Figure 5.

Ubp-M S552P regulates the interaction between Ubp-M and CRM1. (A) Ubp-M subcellular localization is regulated by CRM1 mediated nuclear export. LMB treatment increased the nuclear localization of RFP-Ubp-M. Two hundred RFP-positive cells were examined and representative images shown. (B) Fold change in the number of cells with nuclear wild-type or mutant (S552A or S552E) RFP-Ubp-M in control and LMB treated cells. 200 RFP-positive cells were examined. The percentage of cells with nuclear wild-type, S552A or S552E RFP-Ubp-M without LMB treatment was set to 1. (C) Fold change of nuclear wild-type and mutant (S552A and S552E) RFP-Ubp-M in control and CRM1-overexpressing cells. 200 RFP-positive cells were examined.
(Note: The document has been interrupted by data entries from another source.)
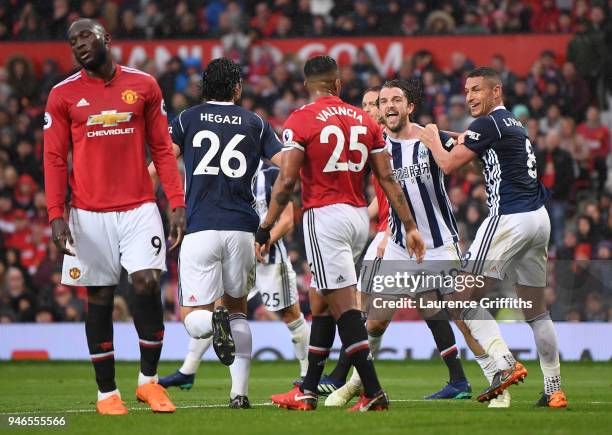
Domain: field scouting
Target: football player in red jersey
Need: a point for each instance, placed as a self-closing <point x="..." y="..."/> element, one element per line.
<point x="104" y="113"/>
<point x="327" y="144"/>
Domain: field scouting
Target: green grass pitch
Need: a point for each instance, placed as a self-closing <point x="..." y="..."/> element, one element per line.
<point x="48" y="388"/>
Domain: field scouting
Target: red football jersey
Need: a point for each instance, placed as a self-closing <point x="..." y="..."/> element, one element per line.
<point x="337" y="139"/>
<point x="383" y="206"/>
<point x="107" y="125"/>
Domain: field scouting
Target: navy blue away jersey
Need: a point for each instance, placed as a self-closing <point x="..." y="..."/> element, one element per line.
<point x="509" y="164"/>
<point x="221" y="145"/>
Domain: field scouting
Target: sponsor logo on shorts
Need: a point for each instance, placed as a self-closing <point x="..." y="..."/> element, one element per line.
<point x="75" y="273"/>
<point x="129" y="96"/>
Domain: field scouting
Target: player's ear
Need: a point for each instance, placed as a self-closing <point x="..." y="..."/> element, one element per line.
<point x="237" y="91"/>
<point x="410" y="108"/>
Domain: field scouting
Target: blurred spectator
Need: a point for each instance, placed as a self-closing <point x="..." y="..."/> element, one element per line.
<point x="552" y="120"/>
<point x="556" y="172"/>
<point x="595" y="137"/>
<point x="128" y="28"/>
<point x="498" y="62"/>
<point x="594" y="310"/>
<point x="439" y="23"/>
<point x="472" y="24"/>
<point x="574" y="91"/>
<point x="545" y="18"/>
<point x="588" y="52"/>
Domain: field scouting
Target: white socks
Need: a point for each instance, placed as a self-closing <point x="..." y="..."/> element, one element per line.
<point x="197" y="348"/>
<point x="300" y="336"/>
<point x="198" y="323"/>
<point x="142" y="379"/>
<point x="241" y="332"/>
<point x="375" y="342"/>
<point x="102" y="396"/>
<point x="488" y="366"/>
<point x="548" y="350"/>
<point x="485" y="329"/>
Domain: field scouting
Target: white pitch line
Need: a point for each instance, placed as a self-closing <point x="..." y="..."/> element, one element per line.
<point x="218" y="405"/>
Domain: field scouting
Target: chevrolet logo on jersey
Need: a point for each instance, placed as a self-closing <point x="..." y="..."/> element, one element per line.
<point x="109" y="118"/>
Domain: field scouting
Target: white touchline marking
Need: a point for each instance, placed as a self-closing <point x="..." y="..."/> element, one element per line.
<point x="218" y="405"/>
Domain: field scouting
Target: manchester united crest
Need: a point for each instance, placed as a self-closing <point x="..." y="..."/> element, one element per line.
<point x="129" y="96"/>
<point x="75" y="273"/>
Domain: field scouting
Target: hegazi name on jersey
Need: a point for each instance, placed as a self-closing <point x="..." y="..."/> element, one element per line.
<point x="330" y="111"/>
<point x="221" y="119"/>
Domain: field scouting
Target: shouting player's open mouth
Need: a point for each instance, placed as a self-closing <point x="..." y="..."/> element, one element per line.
<point x="85" y="56"/>
<point x="392" y="116"/>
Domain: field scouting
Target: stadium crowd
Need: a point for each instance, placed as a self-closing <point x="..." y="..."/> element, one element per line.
<point x="563" y="106"/>
<point x="153" y="19"/>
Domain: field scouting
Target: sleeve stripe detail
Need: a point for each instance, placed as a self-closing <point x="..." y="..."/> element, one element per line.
<point x="262" y="126"/>
<point x="72" y="78"/>
<point x="181" y="122"/>
<point x="289" y="145"/>
<point x="495" y="122"/>
<point x="134" y="71"/>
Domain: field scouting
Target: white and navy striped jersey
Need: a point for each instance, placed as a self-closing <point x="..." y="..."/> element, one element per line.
<point x="509" y="164"/>
<point x="262" y="191"/>
<point x="423" y="184"/>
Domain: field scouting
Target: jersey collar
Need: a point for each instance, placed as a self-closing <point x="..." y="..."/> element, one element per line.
<point x="97" y="80"/>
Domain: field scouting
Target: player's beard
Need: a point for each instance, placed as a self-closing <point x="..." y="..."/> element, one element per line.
<point x="96" y="61"/>
<point x="403" y="119"/>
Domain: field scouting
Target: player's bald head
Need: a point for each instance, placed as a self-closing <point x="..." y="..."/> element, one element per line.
<point x="87" y="24"/>
<point x="89" y="41"/>
<point x="490" y="76"/>
<point x="322" y="75"/>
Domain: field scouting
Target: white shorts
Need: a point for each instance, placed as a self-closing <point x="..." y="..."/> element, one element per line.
<point x="106" y="241"/>
<point x="432" y="273"/>
<point x="277" y="285"/>
<point x="213" y="263"/>
<point x="334" y="237"/>
<point x="513" y="245"/>
<point x="368" y="268"/>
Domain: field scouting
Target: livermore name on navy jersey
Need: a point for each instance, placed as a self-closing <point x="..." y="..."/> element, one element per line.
<point x="222" y="145"/>
<point x="509" y="164"/>
<point x="262" y="189"/>
<point x="423" y="184"/>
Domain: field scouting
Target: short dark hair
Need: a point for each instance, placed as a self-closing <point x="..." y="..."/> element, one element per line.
<point x="219" y="80"/>
<point x="485" y="72"/>
<point x="412" y="89"/>
<point x="319" y="65"/>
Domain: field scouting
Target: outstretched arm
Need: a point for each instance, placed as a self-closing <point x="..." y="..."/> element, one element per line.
<point x="451" y="161"/>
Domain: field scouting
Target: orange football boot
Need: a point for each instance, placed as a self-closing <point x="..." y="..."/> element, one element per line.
<point x="112" y="405"/>
<point x="502" y="380"/>
<point x="155" y="396"/>
<point x="555" y="400"/>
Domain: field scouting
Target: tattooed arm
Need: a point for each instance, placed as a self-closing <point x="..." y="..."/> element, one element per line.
<point x="292" y="160"/>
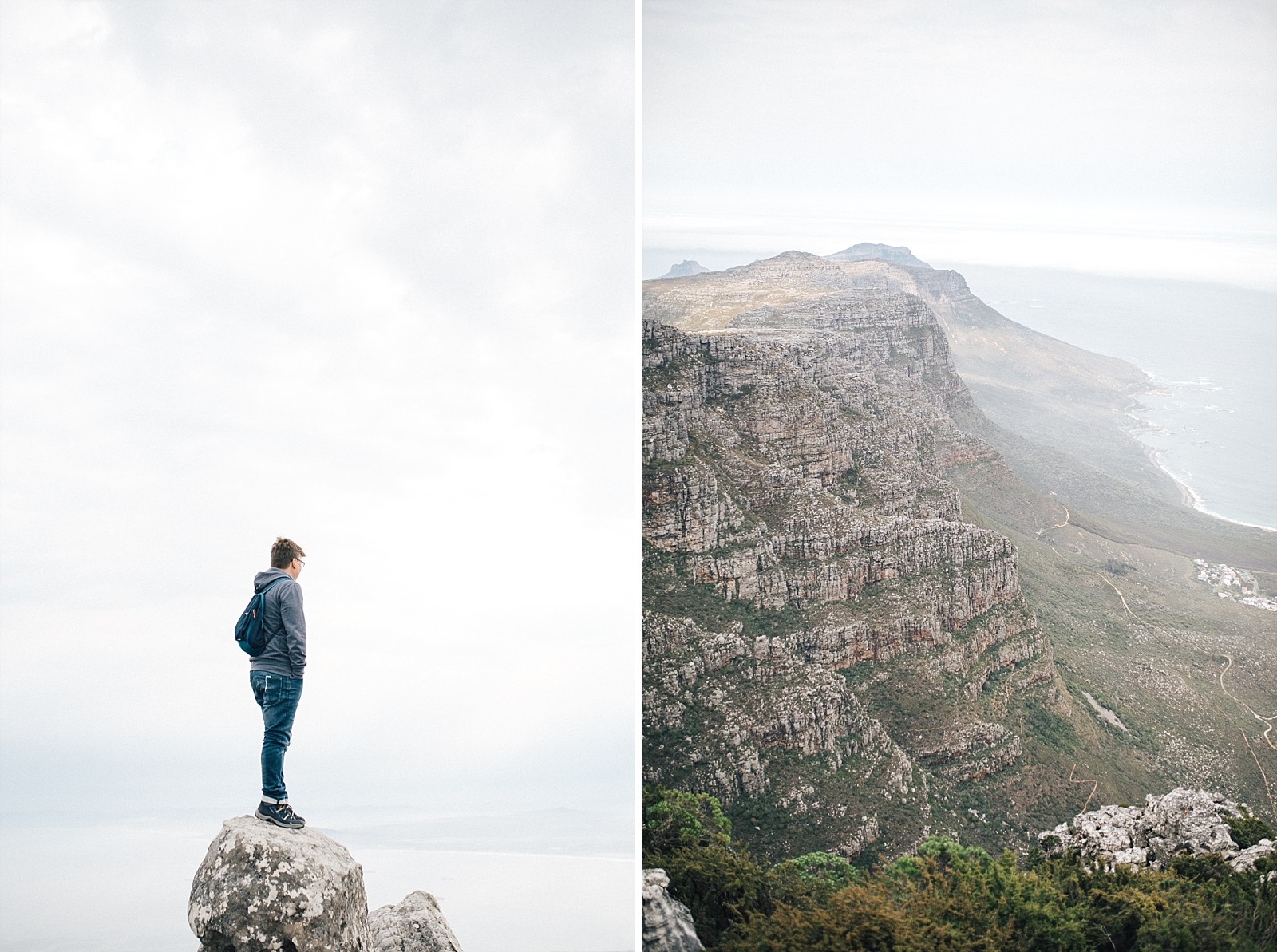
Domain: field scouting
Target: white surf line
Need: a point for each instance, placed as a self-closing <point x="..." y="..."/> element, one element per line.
<point x="1191" y="496"/>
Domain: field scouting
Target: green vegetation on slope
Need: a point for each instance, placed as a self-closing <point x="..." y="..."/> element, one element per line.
<point x="945" y="896"/>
The percentage of nuclear wild-type and mutant (S552A and S552E) Ubp-M in control cells was set to 1. (D) Ubp-M S552P regulates the interaction between Ubp-M and CRM1. CRM1 was only detected in anti-Flag immunoprecipitates of wild-type, but not S552A and S552E mutant, Ubp-M. (E) CRM1 interacts with non-phosphorylated Ubp-M. CRM1 specifically pulled down non-phosphorylated Ubp-M but not phosphorylated Ubp-M, as confirmed by anti-S552P antibody. (F) A proposed model for the function of Ubp-M S552P. Ubp-M subcellular localization is determined by the balance between export and import processes. As cells prepare to enter M phase, cytoplasmic cycle B/CDK1 kinase is activated and phosphorylates Ubp-M S552. S552P disrupts Ubp-M interaction with CRM1, allowing Ubp-M to be retained in the nucleus and deubiquitinate nucleosomal uH2A, which is required for chromosome condensation and cell cycle progression.